We previously saw how we can use JAX/Flax to train a logistic regression model and how that could be extended to a simple MLP (multilayer perceptron).

Here we will use JAX to train an MLP (perhaps more accurately a fully connected feedforward network) to predict something a simpler logistic regression can’t: a sine wave. This is a simple educational example, but these models can scale to much more complicated problems, and are a key component of GPT-style models.

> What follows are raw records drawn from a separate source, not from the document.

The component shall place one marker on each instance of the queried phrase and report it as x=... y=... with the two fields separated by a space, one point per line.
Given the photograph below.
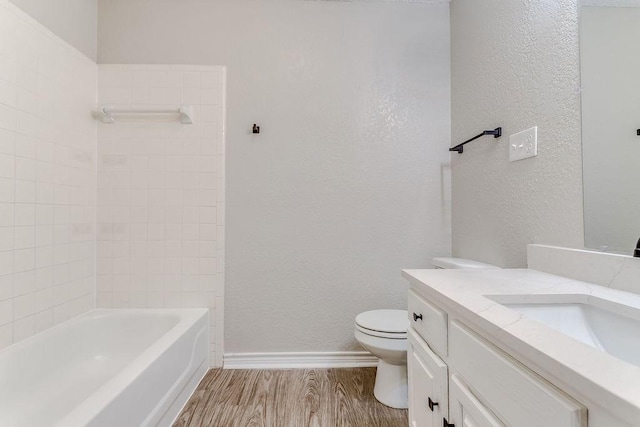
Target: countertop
x=580 y=370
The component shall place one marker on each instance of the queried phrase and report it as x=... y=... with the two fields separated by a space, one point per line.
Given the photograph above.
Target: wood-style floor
x=288 y=398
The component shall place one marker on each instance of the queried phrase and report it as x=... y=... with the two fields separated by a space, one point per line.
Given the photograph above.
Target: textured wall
x=346 y=184
x=47 y=178
x=515 y=64
x=75 y=21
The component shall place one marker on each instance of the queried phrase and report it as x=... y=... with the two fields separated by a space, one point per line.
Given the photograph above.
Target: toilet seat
x=392 y=324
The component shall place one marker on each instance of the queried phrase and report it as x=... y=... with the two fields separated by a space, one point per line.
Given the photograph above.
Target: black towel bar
x=497 y=133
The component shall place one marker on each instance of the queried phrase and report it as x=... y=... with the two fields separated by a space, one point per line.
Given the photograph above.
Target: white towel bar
x=184 y=112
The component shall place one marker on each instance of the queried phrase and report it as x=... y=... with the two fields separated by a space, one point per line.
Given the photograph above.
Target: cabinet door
x=466 y=410
x=428 y=397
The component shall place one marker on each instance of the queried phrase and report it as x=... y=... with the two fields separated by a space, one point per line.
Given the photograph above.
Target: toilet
x=384 y=334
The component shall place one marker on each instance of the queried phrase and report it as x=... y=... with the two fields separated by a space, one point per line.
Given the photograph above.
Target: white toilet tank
x=452 y=263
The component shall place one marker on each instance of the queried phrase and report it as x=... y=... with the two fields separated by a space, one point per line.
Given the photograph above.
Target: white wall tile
x=167 y=198
x=40 y=177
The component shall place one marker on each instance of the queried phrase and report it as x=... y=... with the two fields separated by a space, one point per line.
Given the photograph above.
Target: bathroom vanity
x=521 y=348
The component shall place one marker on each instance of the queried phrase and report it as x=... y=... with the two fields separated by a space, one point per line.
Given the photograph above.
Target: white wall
x=160 y=235
x=346 y=184
x=610 y=108
x=515 y=64
x=47 y=178
x=75 y=21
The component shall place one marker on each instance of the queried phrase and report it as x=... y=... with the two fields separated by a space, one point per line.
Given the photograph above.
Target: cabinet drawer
x=428 y=380
x=518 y=396
x=430 y=322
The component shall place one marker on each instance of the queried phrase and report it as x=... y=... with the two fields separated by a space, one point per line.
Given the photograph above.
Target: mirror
x=610 y=74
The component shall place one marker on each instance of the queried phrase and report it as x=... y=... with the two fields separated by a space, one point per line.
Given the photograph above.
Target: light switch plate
x=523 y=145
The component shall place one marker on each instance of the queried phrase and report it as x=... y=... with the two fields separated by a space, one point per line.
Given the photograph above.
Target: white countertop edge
x=569 y=364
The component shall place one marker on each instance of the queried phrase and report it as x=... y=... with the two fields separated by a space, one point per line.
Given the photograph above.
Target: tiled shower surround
x=47 y=178
x=160 y=209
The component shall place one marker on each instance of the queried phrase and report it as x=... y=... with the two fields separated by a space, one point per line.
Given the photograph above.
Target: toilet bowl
x=384 y=334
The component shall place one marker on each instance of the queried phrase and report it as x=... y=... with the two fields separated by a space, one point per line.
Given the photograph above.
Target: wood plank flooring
x=288 y=398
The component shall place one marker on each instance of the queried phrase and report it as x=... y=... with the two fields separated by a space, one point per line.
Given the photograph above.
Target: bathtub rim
x=90 y=407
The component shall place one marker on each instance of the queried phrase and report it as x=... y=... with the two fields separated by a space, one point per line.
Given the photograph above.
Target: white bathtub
x=105 y=368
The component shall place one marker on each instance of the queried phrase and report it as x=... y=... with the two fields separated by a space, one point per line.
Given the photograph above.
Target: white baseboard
x=339 y=359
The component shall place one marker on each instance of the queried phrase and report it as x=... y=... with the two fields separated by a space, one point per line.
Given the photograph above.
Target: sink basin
x=594 y=322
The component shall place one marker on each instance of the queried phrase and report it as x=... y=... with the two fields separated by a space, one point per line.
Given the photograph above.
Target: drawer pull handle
x=432 y=404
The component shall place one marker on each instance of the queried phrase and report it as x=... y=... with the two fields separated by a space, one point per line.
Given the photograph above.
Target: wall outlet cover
x=523 y=145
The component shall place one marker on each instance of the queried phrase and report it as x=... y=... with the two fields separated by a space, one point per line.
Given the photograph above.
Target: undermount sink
x=594 y=322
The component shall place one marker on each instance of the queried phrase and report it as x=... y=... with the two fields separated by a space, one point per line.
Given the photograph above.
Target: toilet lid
x=389 y=321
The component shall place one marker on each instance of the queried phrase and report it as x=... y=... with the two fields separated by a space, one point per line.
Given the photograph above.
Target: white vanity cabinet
x=466 y=410
x=473 y=382
x=428 y=384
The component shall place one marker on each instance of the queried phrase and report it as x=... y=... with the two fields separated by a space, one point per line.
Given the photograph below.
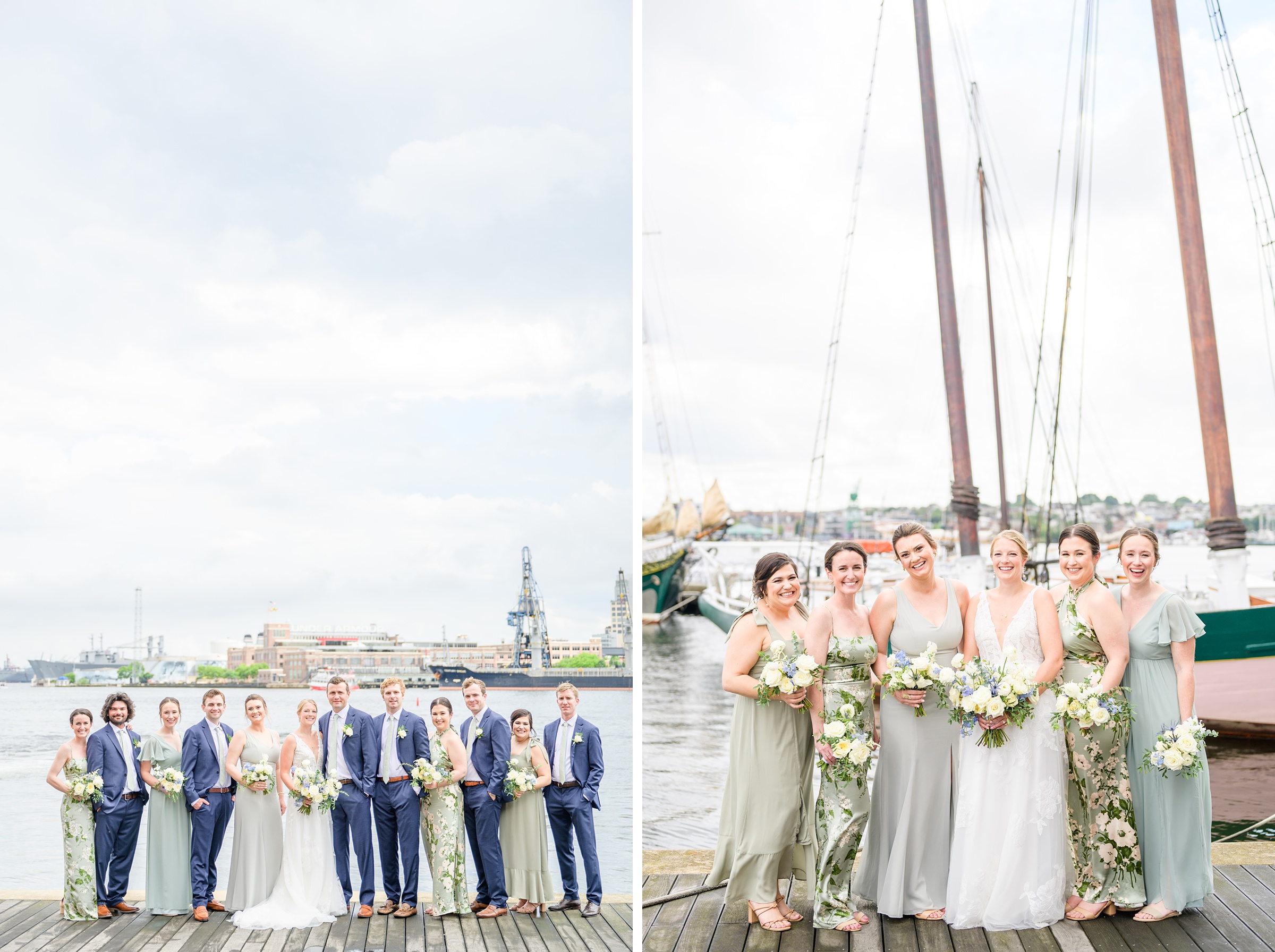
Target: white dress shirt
x=122 y=737
x=336 y=750
x=562 y=771
x=390 y=765
x=471 y=771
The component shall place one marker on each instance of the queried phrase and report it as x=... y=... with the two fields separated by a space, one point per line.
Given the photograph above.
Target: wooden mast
x=964 y=492
x=1225 y=528
x=991 y=338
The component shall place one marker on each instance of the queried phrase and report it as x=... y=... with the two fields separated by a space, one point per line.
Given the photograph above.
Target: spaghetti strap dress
x=1175 y=813
x=904 y=866
x=766 y=832
x=1104 y=849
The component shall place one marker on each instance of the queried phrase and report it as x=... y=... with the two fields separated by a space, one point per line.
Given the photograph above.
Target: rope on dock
x=683 y=894
x=1247 y=829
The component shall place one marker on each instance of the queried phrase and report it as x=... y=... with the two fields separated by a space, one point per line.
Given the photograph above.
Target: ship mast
x=1225 y=528
x=964 y=492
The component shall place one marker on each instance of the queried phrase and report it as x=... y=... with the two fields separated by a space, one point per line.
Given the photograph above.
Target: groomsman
x=486 y=740
x=351 y=755
x=113 y=752
x=396 y=804
x=574 y=747
x=209 y=798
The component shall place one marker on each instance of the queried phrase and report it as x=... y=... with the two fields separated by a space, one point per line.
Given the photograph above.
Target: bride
x=307 y=892
x=1010 y=851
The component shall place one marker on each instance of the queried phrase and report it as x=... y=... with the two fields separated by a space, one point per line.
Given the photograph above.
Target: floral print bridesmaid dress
x=80 y=892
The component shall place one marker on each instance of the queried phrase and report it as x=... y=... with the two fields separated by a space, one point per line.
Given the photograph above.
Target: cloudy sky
x=317 y=305
x=753 y=115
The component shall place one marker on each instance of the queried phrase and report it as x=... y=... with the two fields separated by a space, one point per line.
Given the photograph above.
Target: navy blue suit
x=352 y=816
x=208 y=823
x=572 y=809
x=482 y=813
x=397 y=809
x=116 y=821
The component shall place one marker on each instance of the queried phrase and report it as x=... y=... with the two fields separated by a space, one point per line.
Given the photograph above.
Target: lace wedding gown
x=307 y=892
x=1010 y=854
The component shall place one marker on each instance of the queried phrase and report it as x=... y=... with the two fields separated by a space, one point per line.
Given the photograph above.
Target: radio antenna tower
x=532 y=649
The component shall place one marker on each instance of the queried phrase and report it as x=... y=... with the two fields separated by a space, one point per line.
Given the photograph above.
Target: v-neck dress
x=1175 y=813
x=904 y=867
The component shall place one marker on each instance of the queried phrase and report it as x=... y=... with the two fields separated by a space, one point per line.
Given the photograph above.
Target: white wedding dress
x=308 y=891
x=1010 y=852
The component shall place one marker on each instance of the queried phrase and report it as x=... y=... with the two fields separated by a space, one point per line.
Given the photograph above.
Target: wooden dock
x=36 y=925
x=1238 y=918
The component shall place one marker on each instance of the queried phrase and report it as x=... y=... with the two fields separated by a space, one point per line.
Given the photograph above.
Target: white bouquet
x=258 y=774
x=518 y=780
x=1083 y=703
x=977 y=688
x=311 y=785
x=87 y=788
x=1178 y=749
x=916 y=675
x=171 y=781
x=785 y=673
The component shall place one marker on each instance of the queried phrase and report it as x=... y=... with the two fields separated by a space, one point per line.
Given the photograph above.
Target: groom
x=574 y=747
x=486 y=740
x=209 y=798
x=351 y=755
x=113 y=753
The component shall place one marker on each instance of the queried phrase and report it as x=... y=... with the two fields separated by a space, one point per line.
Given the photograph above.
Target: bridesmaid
x=167 y=821
x=1108 y=871
x=839 y=636
x=1174 y=813
x=904 y=867
x=523 y=823
x=80 y=885
x=443 y=821
x=766 y=830
x=259 y=810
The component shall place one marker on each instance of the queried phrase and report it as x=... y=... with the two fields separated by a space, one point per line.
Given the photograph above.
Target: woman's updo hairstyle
x=1146 y=534
x=1084 y=532
x=837 y=547
x=767 y=566
x=911 y=528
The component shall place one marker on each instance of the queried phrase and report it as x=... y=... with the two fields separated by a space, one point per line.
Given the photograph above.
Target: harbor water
x=686 y=728
x=36 y=720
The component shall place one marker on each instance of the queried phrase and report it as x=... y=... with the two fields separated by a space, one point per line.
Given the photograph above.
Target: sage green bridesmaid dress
x=842 y=810
x=443 y=828
x=767 y=830
x=167 y=838
x=1104 y=849
x=80 y=883
x=1175 y=813
x=258 y=849
x=904 y=866
x=524 y=843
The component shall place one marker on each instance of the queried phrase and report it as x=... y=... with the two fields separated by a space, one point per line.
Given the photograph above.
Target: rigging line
x=1049 y=264
x=815 y=481
x=1251 y=160
x=656 y=261
x=1089 y=58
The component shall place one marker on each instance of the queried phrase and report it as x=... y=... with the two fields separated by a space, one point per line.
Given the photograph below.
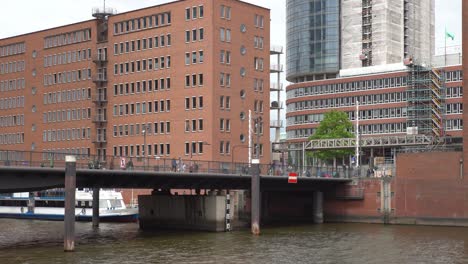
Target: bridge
x=28 y=179
x=31 y=171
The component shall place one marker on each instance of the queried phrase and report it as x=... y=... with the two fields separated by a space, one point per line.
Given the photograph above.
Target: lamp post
x=233 y=152
x=145 y=128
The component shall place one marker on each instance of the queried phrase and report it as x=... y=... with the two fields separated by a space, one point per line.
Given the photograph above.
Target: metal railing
x=276 y=68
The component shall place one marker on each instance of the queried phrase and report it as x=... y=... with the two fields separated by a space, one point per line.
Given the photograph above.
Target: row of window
x=67 y=57
x=67 y=77
x=160 y=149
x=12 y=67
x=393 y=82
x=194 y=125
x=12 y=138
x=348 y=87
x=156 y=20
x=11 y=102
x=194 y=80
x=454 y=124
x=66 y=115
x=60 y=153
x=225 y=57
x=125 y=130
x=194 y=57
x=258 y=64
x=12 y=49
x=371 y=99
x=142 y=108
x=225 y=125
x=194 y=104
x=224 y=102
x=142 y=86
x=194 y=12
x=143 y=44
x=67 y=38
x=363 y=115
x=142 y=65
x=12 y=85
x=194 y=35
x=12 y=120
x=66 y=134
x=225 y=79
x=225 y=12
x=67 y=96
x=258 y=21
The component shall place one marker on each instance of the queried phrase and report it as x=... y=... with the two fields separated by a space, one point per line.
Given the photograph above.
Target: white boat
x=49 y=205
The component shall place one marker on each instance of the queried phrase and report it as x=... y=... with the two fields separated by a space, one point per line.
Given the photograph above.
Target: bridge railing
x=166 y=164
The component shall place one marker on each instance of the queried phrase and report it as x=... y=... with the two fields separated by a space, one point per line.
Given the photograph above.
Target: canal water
x=35 y=242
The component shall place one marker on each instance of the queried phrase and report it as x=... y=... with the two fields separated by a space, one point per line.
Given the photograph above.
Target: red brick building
x=181 y=76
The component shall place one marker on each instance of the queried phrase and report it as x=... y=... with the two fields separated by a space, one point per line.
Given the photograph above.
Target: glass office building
x=313 y=46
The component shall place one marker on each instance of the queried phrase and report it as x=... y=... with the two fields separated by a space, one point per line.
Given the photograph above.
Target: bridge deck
x=15 y=179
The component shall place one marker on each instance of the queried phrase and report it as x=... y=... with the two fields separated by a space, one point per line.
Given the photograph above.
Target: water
x=23 y=241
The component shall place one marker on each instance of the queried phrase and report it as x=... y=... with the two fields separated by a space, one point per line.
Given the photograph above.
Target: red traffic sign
x=292 y=177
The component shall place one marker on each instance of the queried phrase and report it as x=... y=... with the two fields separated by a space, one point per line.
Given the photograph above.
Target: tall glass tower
x=313 y=45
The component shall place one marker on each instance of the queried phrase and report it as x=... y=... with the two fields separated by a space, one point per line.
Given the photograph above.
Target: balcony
x=100 y=139
x=100 y=119
x=275 y=87
x=276 y=106
x=99 y=58
x=275 y=50
x=100 y=78
x=275 y=68
x=103 y=12
x=100 y=99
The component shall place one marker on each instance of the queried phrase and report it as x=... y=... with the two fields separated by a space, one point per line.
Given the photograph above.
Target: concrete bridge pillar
x=318 y=207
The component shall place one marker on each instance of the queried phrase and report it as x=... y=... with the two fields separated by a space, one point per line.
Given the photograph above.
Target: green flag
x=449 y=35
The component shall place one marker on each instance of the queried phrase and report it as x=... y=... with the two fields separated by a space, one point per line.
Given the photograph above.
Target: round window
x=242 y=72
x=242 y=115
x=242 y=94
x=243 y=50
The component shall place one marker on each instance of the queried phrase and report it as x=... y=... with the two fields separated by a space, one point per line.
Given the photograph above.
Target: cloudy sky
x=16 y=19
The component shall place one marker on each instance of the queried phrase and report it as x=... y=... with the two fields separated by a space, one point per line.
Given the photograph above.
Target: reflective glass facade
x=313 y=46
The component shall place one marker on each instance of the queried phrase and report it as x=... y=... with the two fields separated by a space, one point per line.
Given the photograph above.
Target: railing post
x=69 y=218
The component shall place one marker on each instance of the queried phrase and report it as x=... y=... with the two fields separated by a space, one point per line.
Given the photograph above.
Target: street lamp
x=145 y=129
x=233 y=152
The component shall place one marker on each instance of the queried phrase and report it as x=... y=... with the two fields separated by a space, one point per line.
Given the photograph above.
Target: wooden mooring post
x=69 y=218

From an engineering perspective, statistical models are tools to solve problems. Each tool has its own properties, inductive biases and limitations, leading to different strengths and weaknesses when applied to a problem. So we’ll try to explore the properties of these models and in particular in what situations they fail.

Understanding how the model can approximate any function

The Universal Approximation Theorem states:

There exists a single layer feedforward network containing a finite number of neurons that can approximate any continuous function to arbitrary precision on a compact subset of $R^{n}$ . (Cybenko 1989; Hornik, Stinchcombe, and White 1989; Leshno et al. 1993)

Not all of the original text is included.